Tuesday, March 27, 2012

In the Strange Twilight

One can always say with Thomas [Aquinas] that unbelief is unnatural, but at the same time it is always true that human beings cannot completely dispel the strange twilight that hangs over the question of the eternal, that God must cross over to them and talk to them if real relations are to be established with him… but how should this happen?

…God’s speaking to us reaches us through men and women who have listened to God and come into contact with God.

To Look on Christ, 29

Reflection – Ratzinger has often reflected on this theme, namely, the difficulty of faith for human beings at all times, but most especially in our time. He has reflected on it in books such as Christianity and the Crisis of Cultures, Pilgrim Fellowship of Faith, Introduction to Christianity, and Faith and the Future.

It is this paradoxical situation: we are made to reach out beyond ourselves and beyond the natural order into a transcendent reality. Religion is a naturally occurring phenomenon, universal across all human cultures and civilizations. At the same time, this ‘reaching out’ is a reaching out into darkness, into mystery, into the great unknown. And so there is a drawing back that is equally ‘natural’ to us (at least it feels natural).

We are filled with longings and desires that pull us beyond ourselves and that are satisfied by no created being. At the same time, we are afraid of the heights, afraid of where this mysterious Being who draws us out may take us, afraid of the Great Unknown. And we hesitate. We are strange, confused, contradictory creatures, we humans.

And God indeed must come to us. We cannot just go to Him. To some degree this is because of our fallen condition, our heightened fears and selfish tendencies that result from our rebellion against God and against truth. But I think it’s also how God intended it in the beginning—not that it be so hard, but that it be His initiative, His movement towards us. In the garden, God came to the man and woman and walked and talked with them in the cool of the evening. God comes to us; we cannot go to Him.

And so now, as Ratzinger has often said in his writings, this terrible gap, this terrible abyss that has formed between God and man has been bridged. First by Jesus, but then by the host of men and women, Mary first among them, who have come to know God through, with, and in Jesus.
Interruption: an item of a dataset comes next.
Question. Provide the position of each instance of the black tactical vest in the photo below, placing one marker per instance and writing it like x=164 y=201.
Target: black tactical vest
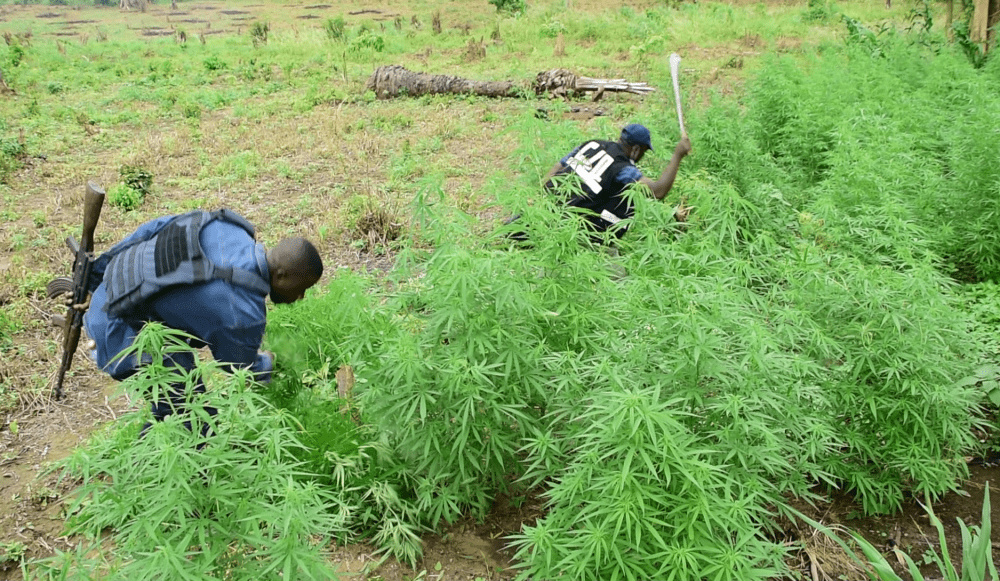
x=597 y=164
x=172 y=257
The saints—this is how we come to know God and come to real relationship with Him. Not only the canonized ones, but the truly good, spiritual people who we are blessed to encounter in our lives. People who walk and talk with God in the heat of the day and the cool of the evening. People who have listened to God and let Him shape their humanity into a divine pattern.

This is how we come to know God. This is why (I maintain) Jesus established a Church, a place where we could come together, to know the Lord together. Where my darkness can meet your light, and your darkness can meet my light. It’s so simple. We help each other, even in the midst of the human struggles and difficulties of life in the Church. We help each other, or at least we’re meant to. And it is in our own ‘walking and talking’ with God in the light and darkness of our lives that we become those very saints, become  what we are meant to be.

And as we help each other as we’re meant to, we shine that light to those outside the Church, those who may be searching for God and not quite know where to find Him. If they see us loving each other, they may just draw a bit closer to us, and to the Lord who brings us together. And that’s how the New Evangelization works.